Dr. Geoffrey Kemp is Director of Regional Security Programs at the Center for the National Interest and co-chairs the Iran Futures Project with Dr. Janne Nolan. He served in the White House during the first Reagan administration as Special Assistant to the President for National Security Affairs and Senior Director for Near East and South Asian Affairs on the National Security Council Staff. Dr. Kemp received his Ph.D. in Political Science at M.I.T. and his M.A. and B.A. degrees from Oxford University.
His current areas of interest focus on U.S. policy in the greater Middle East including the geopolitics of energy in the Caspian Basin and Persian Gulf, the Arab-Israeli peace process, and U.S. relations with Iraq and Iran.
Prior to his current position, he was a Senior Associate at the Carnegie Endowment for International Peace where he was Director of the Middle East Arms Control Project. In the 1970s he worked in the Defense Department in the Policy Planning and Program Analysis and Evaluation Offices and made major contributions to studies on U.S. security policy and options for South West Asia.
From 1970 to 1980, he was a tenured member of the faculty of the Fletcher School of Law and Diplomacy, Tufts University. He presently teaches a seminar on U.S. Middle East policy with Professor Fouad Ajami at Johns Hopkins School of Advanced International Studies. He frequently comments and writes on US foreign policy in the US, European, Middle East, and East Asian media.
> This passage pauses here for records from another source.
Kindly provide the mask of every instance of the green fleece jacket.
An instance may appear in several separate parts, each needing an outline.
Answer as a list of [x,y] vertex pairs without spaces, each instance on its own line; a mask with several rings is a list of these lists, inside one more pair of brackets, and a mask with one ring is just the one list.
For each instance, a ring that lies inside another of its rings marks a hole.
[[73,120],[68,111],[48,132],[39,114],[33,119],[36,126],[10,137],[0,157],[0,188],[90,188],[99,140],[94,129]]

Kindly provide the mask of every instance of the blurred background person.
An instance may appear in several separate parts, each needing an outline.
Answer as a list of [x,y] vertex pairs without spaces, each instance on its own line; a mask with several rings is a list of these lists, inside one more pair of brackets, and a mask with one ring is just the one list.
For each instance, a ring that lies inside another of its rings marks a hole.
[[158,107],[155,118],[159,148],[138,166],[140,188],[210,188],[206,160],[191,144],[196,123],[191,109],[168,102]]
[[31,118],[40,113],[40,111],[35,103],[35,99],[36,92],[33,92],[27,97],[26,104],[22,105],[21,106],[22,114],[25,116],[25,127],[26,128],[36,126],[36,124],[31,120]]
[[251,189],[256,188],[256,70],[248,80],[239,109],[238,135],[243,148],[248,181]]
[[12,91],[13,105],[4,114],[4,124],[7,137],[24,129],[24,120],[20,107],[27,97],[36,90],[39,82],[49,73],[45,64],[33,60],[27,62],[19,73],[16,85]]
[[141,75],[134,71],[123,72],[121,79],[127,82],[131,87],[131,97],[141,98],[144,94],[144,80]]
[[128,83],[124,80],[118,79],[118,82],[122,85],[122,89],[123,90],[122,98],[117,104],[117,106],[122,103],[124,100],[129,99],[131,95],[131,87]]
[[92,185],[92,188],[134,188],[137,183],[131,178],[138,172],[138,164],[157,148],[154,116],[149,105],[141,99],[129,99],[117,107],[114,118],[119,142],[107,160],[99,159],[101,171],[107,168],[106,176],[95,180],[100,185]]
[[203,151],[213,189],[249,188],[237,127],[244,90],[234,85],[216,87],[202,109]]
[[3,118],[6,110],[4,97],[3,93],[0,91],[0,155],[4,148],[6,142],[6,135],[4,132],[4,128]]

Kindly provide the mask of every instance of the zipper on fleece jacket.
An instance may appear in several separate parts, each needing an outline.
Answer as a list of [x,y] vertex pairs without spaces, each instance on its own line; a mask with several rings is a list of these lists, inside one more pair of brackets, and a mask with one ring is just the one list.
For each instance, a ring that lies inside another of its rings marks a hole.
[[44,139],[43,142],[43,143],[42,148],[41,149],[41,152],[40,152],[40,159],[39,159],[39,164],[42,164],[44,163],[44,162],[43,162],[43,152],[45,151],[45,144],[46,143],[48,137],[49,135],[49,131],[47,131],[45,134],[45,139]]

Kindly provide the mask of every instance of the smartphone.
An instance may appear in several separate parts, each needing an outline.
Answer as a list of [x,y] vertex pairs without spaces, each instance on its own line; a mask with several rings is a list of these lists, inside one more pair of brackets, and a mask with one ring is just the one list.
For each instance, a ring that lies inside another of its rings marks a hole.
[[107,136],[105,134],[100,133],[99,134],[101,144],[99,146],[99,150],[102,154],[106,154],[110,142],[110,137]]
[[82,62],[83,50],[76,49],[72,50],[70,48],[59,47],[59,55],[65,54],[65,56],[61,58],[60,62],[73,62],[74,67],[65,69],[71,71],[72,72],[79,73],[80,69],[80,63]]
He is the author or co-author of many books and monographs on regional security, including Strategic Geography and the Changing Middle East, 1997; Point of No Return: The Deadly Struggle for Middle East Peace, 1997; Energy Superbowl: Strategic Politics and the Persian Gulf and Caspian Basin (1997); America and Iran: Road Maps and Realism (Washington, DC: The Nixon Center, 1998); Iran’s Bomb: American and Iranian Perspectives (editor), (Washington, DC: The Nixon Center, 2004); U.S. and Iran, The Nuclear Dilemma: Next Steps (Washington, DC: The Nixon Center, 2004), and Iran and Iraq: The Shia Connection, Soft Power, and the Nuclear Factor (Washington, DC: USIP, 2005).
His book The East Moves West: India, China, and Asia’s Growing Presence in the Middle East was published by the Brookings Institution Press in April 2010; a paperback version was released in the summer of 2012.